Scorpion was in fact MNW head honcho Bo Anders Larsson's own one-off project. Larsson had previously been in Tintacs who had two singles out in the late 60's. Tintacs soon became Ron Faust who put out a fine 45, ”I Wanna Hold You” b/w ”I Keep on Moving”, in 1969. Both incarnations of the band also featured Lorne de Wolfe who later made a mark in history as a member of Contact, Vargen, and much later and to a lot lesser artistic extent, Hansson de Wolfe United. The entire Contact back Larsson on ”I Am the Scorpion”, and being produced by Kim Fowley, it's like the evil cousin to Contact's – much more subdued – debut album ”Nobody Wants to Be Sixteen”.
With the first side of the album having the guitars going on the red and the drums pounding on your eardrums, side B might come as an unpleasant surprise. Much mellower, and in parts downright terrible. It begins with one of the lousiest tracks ever recorded in Sweden, ”Michoican” (backed with another pointless album track, the parodic blues track ”Everybody Knows My Name”). Why this jolly-jolly-ho-ho-ho-thumbs-up-yeehah crap was chosen as a single – A side at that! – is a complete mystery. Somebody must have had a severe brain loss picking that as some kind of attempted hit.
The rest of the second side is much better, but a far cry from the stunning first one. Much more in a 60's beat style, it does have its pleasant moments, such as the freakbeat rumbler ”Hey La La La” if you're into that sort of thing.
”I Am the Scorpion”, as a whole, is a disappointment – especially if you fork out the money dealers ask for it without knowing what the B side is like. Side A, however, is as heavy and rough as music got in 1970, up there with the best and rawest US garage rock of the era. Do keep in mind though, that nice copies are hard to find of the early MNW releases, including "I Am the Scorpion". The vinyl they used were hardly audiophile stuff...
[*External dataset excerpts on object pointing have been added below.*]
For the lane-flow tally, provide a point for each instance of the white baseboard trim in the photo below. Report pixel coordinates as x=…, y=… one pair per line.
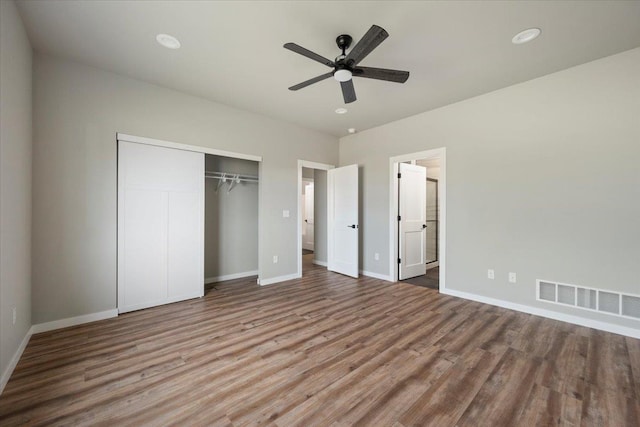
x=14, y=360
x=73, y=321
x=569, y=318
x=216, y=279
x=376, y=275
x=279, y=279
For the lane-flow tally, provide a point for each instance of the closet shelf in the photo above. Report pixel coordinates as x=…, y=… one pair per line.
x=231, y=178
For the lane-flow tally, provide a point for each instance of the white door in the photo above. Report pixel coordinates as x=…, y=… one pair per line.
x=342, y=186
x=308, y=220
x=412, y=222
x=160, y=225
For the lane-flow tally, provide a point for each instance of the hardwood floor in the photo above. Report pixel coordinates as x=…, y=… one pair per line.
x=325, y=350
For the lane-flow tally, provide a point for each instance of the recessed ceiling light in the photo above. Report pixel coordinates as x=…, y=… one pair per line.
x=168, y=41
x=526, y=36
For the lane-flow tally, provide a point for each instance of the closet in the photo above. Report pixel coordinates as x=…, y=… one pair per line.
x=185, y=218
x=231, y=218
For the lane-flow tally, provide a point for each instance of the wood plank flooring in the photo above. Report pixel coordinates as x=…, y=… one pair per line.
x=325, y=350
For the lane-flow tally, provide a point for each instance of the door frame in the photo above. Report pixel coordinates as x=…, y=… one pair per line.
x=439, y=153
x=310, y=165
x=305, y=182
x=197, y=149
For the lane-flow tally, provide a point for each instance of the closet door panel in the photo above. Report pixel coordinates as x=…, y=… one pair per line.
x=160, y=225
x=145, y=247
x=185, y=259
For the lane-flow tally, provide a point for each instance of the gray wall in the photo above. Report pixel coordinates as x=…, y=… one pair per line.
x=231, y=220
x=77, y=112
x=526, y=190
x=15, y=182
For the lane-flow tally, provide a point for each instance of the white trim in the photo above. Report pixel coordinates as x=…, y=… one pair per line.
x=433, y=264
x=569, y=318
x=14, y=360
x=164, y=301
x=377, y=275
x=310, y=165
x=216, y=279
x=73, y=321
x=279, y=279
x=439, y=153
x=178, y=146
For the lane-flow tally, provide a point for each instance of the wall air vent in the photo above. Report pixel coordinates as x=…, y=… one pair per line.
x=599, y=300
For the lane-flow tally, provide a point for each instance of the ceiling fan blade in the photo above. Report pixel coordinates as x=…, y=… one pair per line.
x=370, y=41
x=311, y=81
x=348, y=91
x=381, y=74
x=311, y=55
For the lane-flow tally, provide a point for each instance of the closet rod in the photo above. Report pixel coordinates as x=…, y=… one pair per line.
x=224, y=176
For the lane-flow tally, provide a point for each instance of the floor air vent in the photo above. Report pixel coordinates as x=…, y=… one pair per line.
x=615, y=303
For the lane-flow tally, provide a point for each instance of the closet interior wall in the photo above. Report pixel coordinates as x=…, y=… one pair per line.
x=231, y=220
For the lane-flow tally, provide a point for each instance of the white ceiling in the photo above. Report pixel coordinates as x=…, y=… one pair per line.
x=232, y=51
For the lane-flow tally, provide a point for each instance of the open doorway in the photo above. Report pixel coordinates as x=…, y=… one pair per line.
x=417, y=209
x=312, y=215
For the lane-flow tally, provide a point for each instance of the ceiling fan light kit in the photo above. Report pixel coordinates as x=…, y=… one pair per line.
x=345, y=67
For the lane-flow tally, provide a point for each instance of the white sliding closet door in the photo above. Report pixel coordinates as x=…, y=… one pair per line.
x=160, y=225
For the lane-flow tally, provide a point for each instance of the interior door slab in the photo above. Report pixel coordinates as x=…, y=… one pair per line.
x=343, y=253
x=412, y=223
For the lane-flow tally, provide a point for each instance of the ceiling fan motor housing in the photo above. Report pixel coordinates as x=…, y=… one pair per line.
x=344, y=41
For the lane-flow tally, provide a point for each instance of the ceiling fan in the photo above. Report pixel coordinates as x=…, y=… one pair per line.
x=346, y=66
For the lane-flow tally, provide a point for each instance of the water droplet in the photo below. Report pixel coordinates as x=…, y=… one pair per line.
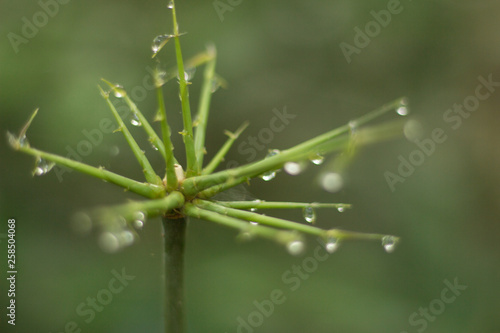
x=332, y=244
x=23, y=141
x=215, y=85
x=413, y=130
x=81, y=223
x=317, y=159
x=114, y=151
x=109, y=242
x=332, y=182
x=268, y=175
x=159, y=42
x=389, y=243
x=119, y=92
x=134, y=120
x=295, y=247
x=160, y=76
x=402, y=109
x=293, y=168
x=309, y=214
x=138, y=224
x=42, y=166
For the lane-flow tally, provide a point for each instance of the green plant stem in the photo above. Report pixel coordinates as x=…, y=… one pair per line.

As an afterthought, Scorpion released a non album 45 in 1971, a cover of ”It's All Over Now”, made famous by the Rolling Stones, coupled with a screaming five and a half minutes of ”Wolves Mouth Song”. Almost as impossible to find as the album, this certainly is in the vein of the album's prime side. ”It's All Over Now” gets a blasting devil-may-care treatment sure to fry your brain. ”Wolves Mouth Song”, although being entirely instrumental, is Scorpion at their (or his) uttermost finest. Both tracks were in fact outtakes by Swedish-Norweigan hippie duo Charlie & Esdor.